Saturday, April 4, 2020

Allegations of economic crime at BPOPF should be investigated thoroughly

The goings on at the Botswana Public Pensions Officers Fund (BPOPF) should not be allowed to die quietly.

There is all likelihood that, with a little bit of investigations, skeletons are bound to fall out of the closet.

We hope that the much talked about probing of the Fund by the Registrar of Pensions will be accorded the same stature that is given commissions of enquiry.

Clearly, there is a lot to investigate, and we can only hope and pray that the net will be cast as wide as possible, not only through use of well qualified and capacitated people, but by inviting for submissions as well.

The importance of the Botswana Public Officers Pension Fund to the economy of Botswana cannot be overemphasized.

To get a proper feel of how important the Fund is to Botswana’s economy, we should just take a look at the combined investment management and administration fees paid by BPOPF during the last year (20006) alone.

The figure is somewhere in the region of P150 million.

Clearly, this means the amount paid since the first mandates were issued seven years ago stand at around P1 billion.

There is no debate of what P1 billion can achieve for Botswana’s economy in diversification and other developments in seven years.

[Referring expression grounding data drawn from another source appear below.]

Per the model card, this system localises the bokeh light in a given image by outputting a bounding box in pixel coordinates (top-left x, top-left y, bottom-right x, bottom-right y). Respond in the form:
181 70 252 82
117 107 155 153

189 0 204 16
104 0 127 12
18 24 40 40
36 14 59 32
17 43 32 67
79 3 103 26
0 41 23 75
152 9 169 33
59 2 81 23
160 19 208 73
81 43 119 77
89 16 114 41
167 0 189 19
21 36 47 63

It is for these reasons that Batswana, not just those who are members of the Fund, have a right to be concerned whenever allegations of corruption and trustee ineptitude and impropriety are raised.
The allegations of impropriety raised against the Fund’s trustees are very serious.

More has to be done before the Fund can regain its honour.

One area that has to be examined over and above how the Fund is managed is the extent to which trustees are well versed with their fiduciary duties.
Given the basic nature of some of the mistakes they have made, there are serious suspicions regarding the capacity of most of the trustees.

One of the starkest and most elementary mistakes made by the trustees has been their failure to issue each investment manager with a properly articulated investment policy statement.

It also has to be clearly spelt out what criteria the Fund employs in its choice of investment managers.
In here will be addressed of how it has come about that Alexander Forbes found themselves being both asset managers, advisors and consultants.

To what extent does this failure to diversify expose and concentrate the Fund’s risk.

It clearly has to be determined that if indeed Alex is doing all these tasks, then who performs or will probe Alexander Forbes with due diligence on behalf of BPOPF.

The answer is that given its multifaceted roles, Alex might end up probing itself.

In here lies suspicions of a conflict of interest, a scenario beefed by the case of directors sitting on several arms of the business.

It is, of course, important that people commissioned to investigate BPOPF are people thoroughly qualified to do the job.

But just on the face of it, it does not seem that trustees of BPOPF maintained the requisite detachment between themselves and the Fund’s service providers.

Even on face value, there is a lot of apparent conflict of interest that still has to be clarified.
Issue has been made of the relationship between one of the asset managers also doubling as the Fund’s property developer.

That evidently raises eyebrows.

Clearly, there is a lot of circumstantial evidence that there is more than meets the eye at the BPOPF.
Again, we can only welcome the decision by the Registrar of Pensions to institute an enquiry, with the hope that not only will the enquiry shed more light into the operations of the Fund, but also improve what are in some cases clearly rotten examples of corporate governance.